Closed PiootrK closed 4 months ago

PiootrK commented 4 months ago

Is there a way to use a two-stem model, like --two-stems vocals option in demucs?

sevagh commented 4 months ago

It shouldn't be too difficult to add new code to support this - but I need a weights file to work from to incorporate the slightly different tensor shapes. Do you have a link to a weights file?

So far I have only implemented inference for 4- or 6-source pretrained models (htdemucs, htdemucs_ft, htdemucs_6s, and hdemucs_mmi).

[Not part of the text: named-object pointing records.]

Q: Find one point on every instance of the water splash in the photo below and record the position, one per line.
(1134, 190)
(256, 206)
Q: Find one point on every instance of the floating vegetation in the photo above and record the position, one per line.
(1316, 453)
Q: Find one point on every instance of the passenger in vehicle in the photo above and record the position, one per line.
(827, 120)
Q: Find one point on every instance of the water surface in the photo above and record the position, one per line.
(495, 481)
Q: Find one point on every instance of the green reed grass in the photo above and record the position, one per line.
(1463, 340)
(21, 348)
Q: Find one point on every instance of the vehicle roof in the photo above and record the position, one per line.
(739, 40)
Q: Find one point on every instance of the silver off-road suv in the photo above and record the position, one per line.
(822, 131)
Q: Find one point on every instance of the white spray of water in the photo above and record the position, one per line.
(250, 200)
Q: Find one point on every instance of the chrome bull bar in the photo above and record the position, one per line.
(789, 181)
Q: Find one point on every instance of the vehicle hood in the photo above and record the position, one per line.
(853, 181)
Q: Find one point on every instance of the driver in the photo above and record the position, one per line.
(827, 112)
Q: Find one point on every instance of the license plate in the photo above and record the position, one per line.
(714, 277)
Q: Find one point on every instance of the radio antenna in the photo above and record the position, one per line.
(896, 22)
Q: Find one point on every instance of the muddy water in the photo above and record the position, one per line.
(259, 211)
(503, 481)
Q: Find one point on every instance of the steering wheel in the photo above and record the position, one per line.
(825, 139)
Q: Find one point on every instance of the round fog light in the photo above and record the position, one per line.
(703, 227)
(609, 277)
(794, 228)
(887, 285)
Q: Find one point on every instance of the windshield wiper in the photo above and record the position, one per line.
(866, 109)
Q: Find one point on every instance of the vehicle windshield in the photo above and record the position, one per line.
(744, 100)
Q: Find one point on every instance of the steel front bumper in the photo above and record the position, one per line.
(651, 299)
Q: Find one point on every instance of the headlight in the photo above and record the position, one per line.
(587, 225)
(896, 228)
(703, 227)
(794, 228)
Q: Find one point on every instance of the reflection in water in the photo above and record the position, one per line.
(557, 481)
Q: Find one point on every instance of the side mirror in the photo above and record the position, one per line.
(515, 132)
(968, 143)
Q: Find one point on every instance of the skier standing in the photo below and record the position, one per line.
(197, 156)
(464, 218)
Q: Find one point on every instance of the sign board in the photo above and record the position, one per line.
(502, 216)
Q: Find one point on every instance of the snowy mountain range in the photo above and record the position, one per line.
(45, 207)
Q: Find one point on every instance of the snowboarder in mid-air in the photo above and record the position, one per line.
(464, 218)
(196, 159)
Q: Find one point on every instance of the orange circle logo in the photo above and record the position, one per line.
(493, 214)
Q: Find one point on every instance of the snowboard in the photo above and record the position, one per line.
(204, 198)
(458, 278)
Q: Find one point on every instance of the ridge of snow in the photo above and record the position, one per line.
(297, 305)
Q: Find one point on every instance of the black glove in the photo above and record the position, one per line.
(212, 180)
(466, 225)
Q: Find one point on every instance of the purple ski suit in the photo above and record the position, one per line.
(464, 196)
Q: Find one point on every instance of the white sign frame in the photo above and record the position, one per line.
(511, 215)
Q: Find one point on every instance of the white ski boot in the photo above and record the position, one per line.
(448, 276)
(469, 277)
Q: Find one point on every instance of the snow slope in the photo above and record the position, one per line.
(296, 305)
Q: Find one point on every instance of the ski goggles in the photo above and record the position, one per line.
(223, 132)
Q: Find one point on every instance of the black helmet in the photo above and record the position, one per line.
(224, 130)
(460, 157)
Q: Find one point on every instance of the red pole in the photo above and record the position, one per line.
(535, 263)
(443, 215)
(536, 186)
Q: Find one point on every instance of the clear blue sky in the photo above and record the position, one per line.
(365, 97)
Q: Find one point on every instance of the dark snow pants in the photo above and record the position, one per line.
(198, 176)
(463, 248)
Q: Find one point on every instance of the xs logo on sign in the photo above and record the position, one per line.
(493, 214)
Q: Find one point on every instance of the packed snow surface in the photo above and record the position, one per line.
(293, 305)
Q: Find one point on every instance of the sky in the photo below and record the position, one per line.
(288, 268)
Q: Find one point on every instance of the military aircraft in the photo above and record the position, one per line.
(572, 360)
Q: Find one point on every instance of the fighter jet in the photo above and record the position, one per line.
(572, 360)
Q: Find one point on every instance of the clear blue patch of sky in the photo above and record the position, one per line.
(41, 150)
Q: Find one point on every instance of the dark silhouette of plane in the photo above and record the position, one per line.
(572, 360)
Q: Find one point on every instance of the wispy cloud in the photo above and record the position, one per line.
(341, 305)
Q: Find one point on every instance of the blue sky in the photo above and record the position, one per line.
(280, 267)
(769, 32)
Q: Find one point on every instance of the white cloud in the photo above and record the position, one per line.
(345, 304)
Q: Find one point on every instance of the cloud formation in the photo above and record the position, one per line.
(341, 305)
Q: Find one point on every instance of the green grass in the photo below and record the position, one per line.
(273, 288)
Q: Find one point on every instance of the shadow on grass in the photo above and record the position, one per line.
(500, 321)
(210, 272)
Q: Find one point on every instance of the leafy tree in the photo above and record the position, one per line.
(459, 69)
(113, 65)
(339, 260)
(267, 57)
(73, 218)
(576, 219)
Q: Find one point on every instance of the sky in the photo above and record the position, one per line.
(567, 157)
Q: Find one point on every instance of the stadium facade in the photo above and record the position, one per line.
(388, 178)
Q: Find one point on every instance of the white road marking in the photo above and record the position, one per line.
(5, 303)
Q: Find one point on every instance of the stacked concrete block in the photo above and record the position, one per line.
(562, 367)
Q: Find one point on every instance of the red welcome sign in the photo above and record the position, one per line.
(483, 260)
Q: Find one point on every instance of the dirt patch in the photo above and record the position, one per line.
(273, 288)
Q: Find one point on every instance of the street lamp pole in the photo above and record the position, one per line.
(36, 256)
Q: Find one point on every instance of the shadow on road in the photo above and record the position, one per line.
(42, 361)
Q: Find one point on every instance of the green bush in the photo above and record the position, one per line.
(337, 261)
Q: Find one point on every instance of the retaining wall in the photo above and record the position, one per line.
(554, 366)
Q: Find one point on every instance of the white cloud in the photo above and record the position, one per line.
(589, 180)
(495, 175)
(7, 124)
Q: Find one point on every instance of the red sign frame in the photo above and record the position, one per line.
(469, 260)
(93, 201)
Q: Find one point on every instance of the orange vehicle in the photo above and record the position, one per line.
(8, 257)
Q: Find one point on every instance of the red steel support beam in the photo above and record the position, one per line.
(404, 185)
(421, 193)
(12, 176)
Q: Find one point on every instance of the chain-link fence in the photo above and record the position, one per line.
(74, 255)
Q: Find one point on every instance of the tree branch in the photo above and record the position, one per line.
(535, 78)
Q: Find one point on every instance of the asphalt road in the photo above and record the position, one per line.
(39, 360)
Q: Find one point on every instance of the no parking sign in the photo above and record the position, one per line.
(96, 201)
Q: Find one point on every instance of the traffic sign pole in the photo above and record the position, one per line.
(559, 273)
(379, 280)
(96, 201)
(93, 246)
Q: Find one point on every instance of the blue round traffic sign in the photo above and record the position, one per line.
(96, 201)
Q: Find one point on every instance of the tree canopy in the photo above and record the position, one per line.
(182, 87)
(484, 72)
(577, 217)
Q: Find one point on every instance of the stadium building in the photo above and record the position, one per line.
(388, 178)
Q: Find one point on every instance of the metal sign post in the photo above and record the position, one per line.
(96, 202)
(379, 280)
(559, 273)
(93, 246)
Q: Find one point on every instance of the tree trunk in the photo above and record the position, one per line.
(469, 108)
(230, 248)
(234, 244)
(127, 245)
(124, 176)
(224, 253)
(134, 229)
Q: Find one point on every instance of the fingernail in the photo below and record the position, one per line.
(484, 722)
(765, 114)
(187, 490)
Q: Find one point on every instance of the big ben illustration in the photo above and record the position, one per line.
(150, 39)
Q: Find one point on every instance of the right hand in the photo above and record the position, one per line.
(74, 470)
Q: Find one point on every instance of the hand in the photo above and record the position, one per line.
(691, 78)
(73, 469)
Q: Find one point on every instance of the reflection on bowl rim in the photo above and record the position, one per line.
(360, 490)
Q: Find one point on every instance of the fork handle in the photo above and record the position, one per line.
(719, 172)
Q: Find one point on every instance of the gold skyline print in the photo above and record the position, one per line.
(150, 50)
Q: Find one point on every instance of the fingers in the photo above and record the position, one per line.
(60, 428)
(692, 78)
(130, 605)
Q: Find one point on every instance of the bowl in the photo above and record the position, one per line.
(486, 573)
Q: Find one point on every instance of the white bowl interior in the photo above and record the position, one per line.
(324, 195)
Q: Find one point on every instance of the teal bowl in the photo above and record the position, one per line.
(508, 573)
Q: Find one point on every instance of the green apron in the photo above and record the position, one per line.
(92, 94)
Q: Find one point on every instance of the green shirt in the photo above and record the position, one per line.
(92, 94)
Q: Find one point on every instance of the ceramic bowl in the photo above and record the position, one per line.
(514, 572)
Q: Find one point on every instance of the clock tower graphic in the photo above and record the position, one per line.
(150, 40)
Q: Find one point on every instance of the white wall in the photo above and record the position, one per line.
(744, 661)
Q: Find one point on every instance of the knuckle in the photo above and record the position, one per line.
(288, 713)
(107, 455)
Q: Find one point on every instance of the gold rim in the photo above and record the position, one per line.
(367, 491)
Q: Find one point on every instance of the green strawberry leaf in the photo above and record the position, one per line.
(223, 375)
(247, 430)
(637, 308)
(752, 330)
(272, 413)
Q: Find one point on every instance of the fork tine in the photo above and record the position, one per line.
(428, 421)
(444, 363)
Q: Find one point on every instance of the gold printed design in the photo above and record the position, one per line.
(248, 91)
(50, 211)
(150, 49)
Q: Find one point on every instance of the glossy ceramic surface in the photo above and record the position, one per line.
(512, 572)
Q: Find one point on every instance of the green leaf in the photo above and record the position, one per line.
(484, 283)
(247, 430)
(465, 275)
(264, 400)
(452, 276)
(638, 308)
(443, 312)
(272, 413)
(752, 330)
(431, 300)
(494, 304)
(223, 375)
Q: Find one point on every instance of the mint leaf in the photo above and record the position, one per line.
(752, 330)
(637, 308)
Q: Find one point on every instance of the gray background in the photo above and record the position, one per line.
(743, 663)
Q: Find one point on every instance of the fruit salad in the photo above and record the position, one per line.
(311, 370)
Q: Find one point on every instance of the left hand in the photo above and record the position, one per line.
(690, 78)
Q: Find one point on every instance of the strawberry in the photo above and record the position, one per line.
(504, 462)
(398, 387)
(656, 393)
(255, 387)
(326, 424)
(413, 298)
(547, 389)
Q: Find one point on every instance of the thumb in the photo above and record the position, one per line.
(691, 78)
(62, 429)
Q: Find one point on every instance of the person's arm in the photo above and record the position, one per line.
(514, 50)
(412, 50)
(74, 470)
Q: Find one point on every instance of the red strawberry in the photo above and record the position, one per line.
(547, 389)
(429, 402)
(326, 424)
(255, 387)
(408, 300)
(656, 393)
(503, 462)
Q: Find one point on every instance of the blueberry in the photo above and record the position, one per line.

PiootrK commented 4 months ago

I tried to find it and it looks like the two stem version is in fact 4-source, but with sources mixed and gives no performance benefits, so I am closing the issue.

Thank you very much for your response, the project is very nicely written. I will probably end up using original demucs in Python, as it works faster (which is a shocker for me, I am compiling C++ on latest Visual C++, but still multithreaded build runs 50% longer than Python), but I appreciate what you have done here.

sevagh commented 4 months ago

The Python version of Demucs used PyTorch, which is a Python wrapper around the core C++ tensor library of Torch: https://pytorch.org/cppdocs/installing.html

Libtorch (the core parts of PyTorch) is a very sophisticated tensor library written in C++. I'm not surprised it's faster than this code.

In demucs.cpp, I rewrote all of the tensor operations myself. That way, it doesn't depend on a huge library like Libtorch (so it's easier to compile for WebAssembly, Android, etc.). But I don't think I would beat the speed of Libtorch and their professional engineering team. I also aim for low memory usage by avoiding large matrix multiplications (which means slower runtime).

So yes, "C++ is faster than Python", but most scientific Python libraries (numpy, pytorch, scipy, etc.) use C/C++/FORTRAN or other compiled languages under the hood with a thin Python library on top.